Yap1 is a transcription factor involved in oxidative stress response and redox homeostasis. It regulates the transcription of genes encoding antioxidant enzymes and components of the cellular thiol-reducing pathways, including the thioredoxin system (TRX2, TRR1), the glutaredoxin system (GSH1, GLR1), superoxide dismutase (SOD1, SOD2), glutathione peroxidase (GPX2), and thiol-specific peroxidases (TSA1, AHP1). The induction of some of these genes requires the cooperative action of both, YAP1 and SKN7.^[3] Preferentially binds to promoters with the core binding site 5'-TTA[CG]TAA-3'. Activity of the transcription factor is controlled through oxidation of specific cysteine residues resulting in the alteration of its subcellular location. Oxidative stress (as well as carbon stress, but not increased temperature, acidic pH, or ionic stress) induces nuclear accumulation and as a result Yap1 regulates the expression of up to 70 genes ^[4] ^[5]. Activation by hydrogen peroxide or thiol-reactive chemicals elicit distinct adaptive gene responses. Nuclear export is restored when disulfide bonds are reduced by thioredoxin (TRX2), whose expression is controlled by YAP1, providing a mechanism for negative autoregulation ^[6]. When overexpressed, YAP1 confers pleiotropic drug-resistance and increases cellular tolerance to cadmium, iron chelators and zinc.

Subcellular Location

Oxidized YAP1 is found predominantly in the nucleus, while reduced YAP1 is continuously exported to the cytoplasm by CRM1/exportin 1. Nuclear import requires the karyopherin PSE1/KAP121 and is independent on YAP1 oxidation state.

Structural highlights

Structure

In the active oxidized form, a nuclear export signal (NES) in the carboxy-terminal cysteine-rich domain is masked by disulphide-bond-mediated interactions with a conserved amino-terminal a-helix. Point mutations that weaken the hydrophobic interactions between the N-terminal a-helix and the C-terminal NES-containing domain abolished redox-regulated changes in subcellular localization of Yap1. Upon reduction of the disulphide bonds, Yap1 undergoes a change to an unstructured conformation that exposes the NES and allows redistribution to the cytoplasm. These results reveal the structural basis of redox-dependent Yap1 localization and provide a previously unknown mechanism of transcription factor regulation by reversible intramolecular disulphide bond formation. The oxidized form of Yap1 contains a protease-resistant domain, Yap1-RD, comprised of residues Asn279 to Arg313 of the n-CRD and Asn565 to Asn650 of the c-CRD, covalently attached via Cys303–Cys598 and Cys310–Cys629 disulphide bonds Previous experiments have shown that Leu619 is critically important for Yap1 nuclear export, whereas residues Ile614, Val616 and Leu623 are moderately important4,8.
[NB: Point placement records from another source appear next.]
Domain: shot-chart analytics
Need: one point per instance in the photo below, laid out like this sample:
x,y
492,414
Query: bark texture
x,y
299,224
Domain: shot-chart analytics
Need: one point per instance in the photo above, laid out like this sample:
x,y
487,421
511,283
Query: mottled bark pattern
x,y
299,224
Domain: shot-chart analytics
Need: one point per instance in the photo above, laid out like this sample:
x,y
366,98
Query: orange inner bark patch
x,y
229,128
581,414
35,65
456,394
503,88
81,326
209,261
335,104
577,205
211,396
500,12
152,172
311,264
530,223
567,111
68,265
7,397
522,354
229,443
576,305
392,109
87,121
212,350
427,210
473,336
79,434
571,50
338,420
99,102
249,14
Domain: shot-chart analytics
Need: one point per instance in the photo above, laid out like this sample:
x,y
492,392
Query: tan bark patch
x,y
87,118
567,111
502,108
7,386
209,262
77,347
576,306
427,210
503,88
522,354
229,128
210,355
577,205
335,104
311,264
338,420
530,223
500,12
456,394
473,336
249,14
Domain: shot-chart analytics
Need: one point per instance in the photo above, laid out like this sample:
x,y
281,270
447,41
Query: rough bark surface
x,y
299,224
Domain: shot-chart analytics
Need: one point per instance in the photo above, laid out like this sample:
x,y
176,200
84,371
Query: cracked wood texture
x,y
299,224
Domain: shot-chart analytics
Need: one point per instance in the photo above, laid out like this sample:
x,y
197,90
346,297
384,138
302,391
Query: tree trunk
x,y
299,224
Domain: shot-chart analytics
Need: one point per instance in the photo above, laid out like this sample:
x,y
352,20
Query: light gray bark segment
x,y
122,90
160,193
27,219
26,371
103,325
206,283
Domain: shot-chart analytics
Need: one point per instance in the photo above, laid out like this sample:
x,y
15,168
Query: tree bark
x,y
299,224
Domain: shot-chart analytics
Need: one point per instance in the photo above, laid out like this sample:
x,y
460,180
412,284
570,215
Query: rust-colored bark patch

our observations suggest that in reduced Yap1 the NES is exposed, allowing Yap1 to be exported from the nucleus by Crm1. Upon oxidation, Yap1 adopts a conformation in which the NES is concealed, as indicated in this structure, allowing Yap1 to accumulate in the nucleus.

To our knowledge, the oxidized Yap1-RD structure is the first known high resolution structure of the sensory domain of a eukaryotic transcription factor that is reversibly regulated by disulphide bond formation.^[5]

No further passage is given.